Given the short-to-medium-term assessment difficulties, let us ask ourselves: what will the implications for investors be? If history can be taken as a valid indicator, we would deduce that there are two specific developments shaping a rewarding investment policy over the shorter- as well as the longer-term. Banking on a certain, but slow and erratic rate of growth for 2022, by somewhat higher interest rates, inflation would be expected – in the second half of 2022 – to return down to “more normal lower levels” than those registered so far in 2022 in the USA (7.4% in January and 7.8% in February). Similar, but somehow lower developments have been registered for European indices, while the Swiss inflation remained significantly lower, i.e., 1.6% in January 2022. Assuming a modest economic recovery, we bank, even if it is highly difficult to be certain and precise, on a price reduction of crude oil (which, as measured by the NYMEX crude oil quotation has reached the highs of 2014) and also of overall transportation costs.

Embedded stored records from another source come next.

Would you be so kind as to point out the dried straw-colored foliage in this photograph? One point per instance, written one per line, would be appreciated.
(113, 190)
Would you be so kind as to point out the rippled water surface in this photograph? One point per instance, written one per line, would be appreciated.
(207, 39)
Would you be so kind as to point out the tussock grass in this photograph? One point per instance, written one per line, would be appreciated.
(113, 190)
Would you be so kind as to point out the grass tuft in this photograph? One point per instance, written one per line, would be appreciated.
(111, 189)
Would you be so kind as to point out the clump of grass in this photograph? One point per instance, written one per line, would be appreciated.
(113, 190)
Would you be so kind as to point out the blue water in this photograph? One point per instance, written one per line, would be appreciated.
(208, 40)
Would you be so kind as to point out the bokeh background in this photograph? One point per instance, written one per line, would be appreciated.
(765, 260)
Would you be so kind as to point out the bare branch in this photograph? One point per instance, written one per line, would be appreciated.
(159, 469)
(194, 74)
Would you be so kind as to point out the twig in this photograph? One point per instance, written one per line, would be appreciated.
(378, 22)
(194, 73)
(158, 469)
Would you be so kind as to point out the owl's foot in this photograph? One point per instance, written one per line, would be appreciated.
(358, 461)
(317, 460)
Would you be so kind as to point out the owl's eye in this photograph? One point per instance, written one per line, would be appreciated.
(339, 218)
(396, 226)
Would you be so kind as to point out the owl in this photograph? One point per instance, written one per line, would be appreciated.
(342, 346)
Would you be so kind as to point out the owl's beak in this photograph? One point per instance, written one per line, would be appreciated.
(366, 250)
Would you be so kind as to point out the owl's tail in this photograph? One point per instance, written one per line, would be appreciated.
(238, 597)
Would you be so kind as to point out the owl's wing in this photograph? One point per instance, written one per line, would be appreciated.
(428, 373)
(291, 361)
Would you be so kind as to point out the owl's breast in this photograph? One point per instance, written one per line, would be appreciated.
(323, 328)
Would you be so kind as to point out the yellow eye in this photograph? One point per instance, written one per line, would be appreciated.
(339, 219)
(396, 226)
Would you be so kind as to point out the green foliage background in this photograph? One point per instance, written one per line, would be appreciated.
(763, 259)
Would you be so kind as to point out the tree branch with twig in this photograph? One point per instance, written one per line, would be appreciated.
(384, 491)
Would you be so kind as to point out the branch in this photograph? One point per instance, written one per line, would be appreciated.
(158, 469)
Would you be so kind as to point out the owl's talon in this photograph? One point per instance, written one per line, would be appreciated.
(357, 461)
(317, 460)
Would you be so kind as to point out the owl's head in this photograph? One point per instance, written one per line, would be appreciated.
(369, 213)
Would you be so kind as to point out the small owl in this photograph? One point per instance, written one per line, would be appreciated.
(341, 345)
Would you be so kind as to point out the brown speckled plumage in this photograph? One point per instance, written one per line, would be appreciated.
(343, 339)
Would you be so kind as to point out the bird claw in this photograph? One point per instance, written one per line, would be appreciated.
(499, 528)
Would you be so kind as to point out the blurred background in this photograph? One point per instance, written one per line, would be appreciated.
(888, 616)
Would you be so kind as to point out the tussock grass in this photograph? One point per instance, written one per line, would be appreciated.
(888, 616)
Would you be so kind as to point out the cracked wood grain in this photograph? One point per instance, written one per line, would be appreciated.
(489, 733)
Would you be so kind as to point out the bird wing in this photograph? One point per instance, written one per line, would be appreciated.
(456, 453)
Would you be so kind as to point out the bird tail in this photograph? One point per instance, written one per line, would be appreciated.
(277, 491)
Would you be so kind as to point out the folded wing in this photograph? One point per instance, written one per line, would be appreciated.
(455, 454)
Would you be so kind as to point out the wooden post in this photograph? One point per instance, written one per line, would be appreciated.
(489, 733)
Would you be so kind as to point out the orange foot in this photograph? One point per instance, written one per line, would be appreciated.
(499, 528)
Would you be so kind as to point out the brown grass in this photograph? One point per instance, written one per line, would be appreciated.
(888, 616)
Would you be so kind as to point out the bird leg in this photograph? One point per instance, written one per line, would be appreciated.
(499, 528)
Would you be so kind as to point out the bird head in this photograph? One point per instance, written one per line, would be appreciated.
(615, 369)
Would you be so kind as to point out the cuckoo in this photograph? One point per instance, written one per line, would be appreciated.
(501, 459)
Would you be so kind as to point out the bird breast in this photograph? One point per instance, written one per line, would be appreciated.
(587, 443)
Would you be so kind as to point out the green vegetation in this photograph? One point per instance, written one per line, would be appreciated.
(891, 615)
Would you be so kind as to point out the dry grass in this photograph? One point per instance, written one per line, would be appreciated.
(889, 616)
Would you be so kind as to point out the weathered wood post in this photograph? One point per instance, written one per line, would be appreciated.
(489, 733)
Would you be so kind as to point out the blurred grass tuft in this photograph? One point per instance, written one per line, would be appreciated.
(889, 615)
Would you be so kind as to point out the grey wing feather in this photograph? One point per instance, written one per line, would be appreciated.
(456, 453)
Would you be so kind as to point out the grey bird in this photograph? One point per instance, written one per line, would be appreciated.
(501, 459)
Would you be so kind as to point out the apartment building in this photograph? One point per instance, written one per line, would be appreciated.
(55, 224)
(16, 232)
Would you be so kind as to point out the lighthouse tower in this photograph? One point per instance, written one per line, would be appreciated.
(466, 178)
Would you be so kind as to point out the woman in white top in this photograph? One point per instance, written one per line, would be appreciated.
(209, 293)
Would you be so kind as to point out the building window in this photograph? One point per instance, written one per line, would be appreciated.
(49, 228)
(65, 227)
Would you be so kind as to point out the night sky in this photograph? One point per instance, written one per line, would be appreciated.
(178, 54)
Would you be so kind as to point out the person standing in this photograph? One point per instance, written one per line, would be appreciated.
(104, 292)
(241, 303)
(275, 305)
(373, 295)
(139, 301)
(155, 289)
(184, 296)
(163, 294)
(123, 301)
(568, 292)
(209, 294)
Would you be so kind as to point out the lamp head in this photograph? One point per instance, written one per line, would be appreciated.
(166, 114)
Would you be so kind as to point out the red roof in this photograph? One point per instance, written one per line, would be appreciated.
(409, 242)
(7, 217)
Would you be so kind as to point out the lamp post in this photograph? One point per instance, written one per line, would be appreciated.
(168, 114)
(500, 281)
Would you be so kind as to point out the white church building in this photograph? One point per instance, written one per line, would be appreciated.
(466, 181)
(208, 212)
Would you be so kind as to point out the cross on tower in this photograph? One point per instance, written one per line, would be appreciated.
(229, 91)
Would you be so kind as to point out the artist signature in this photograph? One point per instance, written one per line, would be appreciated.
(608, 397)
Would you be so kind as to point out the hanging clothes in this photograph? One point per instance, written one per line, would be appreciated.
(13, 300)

According to our rather positive assessment of the effects of the implemented financial market interventions ¬– to the detriment of the aggressor, the investment environment is likely to remain difficult, but not completely catastrophic. Accordingly, we expect that

  1. Equities to continue to outperform bonds and money markets. Nevertheless, on a country-by-country basis, we expect relatively high volatility on a daily and weekly basis. Why so? This ought primarily to be due to sectoral rotation, depending on short-term inflation expectations and political commentaries on interest rate changes, i.e., possible increases.
  2. Country-wise we remain focused on our home market Switzerland, the USA and selected European markets, which focus must be set on sectoral rotation.
  3. The initial situation, which is likely to be volatile, remains tied to politically complicated global politics. At this stage, we find it difficult to limit the conflict only to Ukraine. In this context, we are positively surprised by the historic decision of the Swiss government to freeze the assets of oligarchs.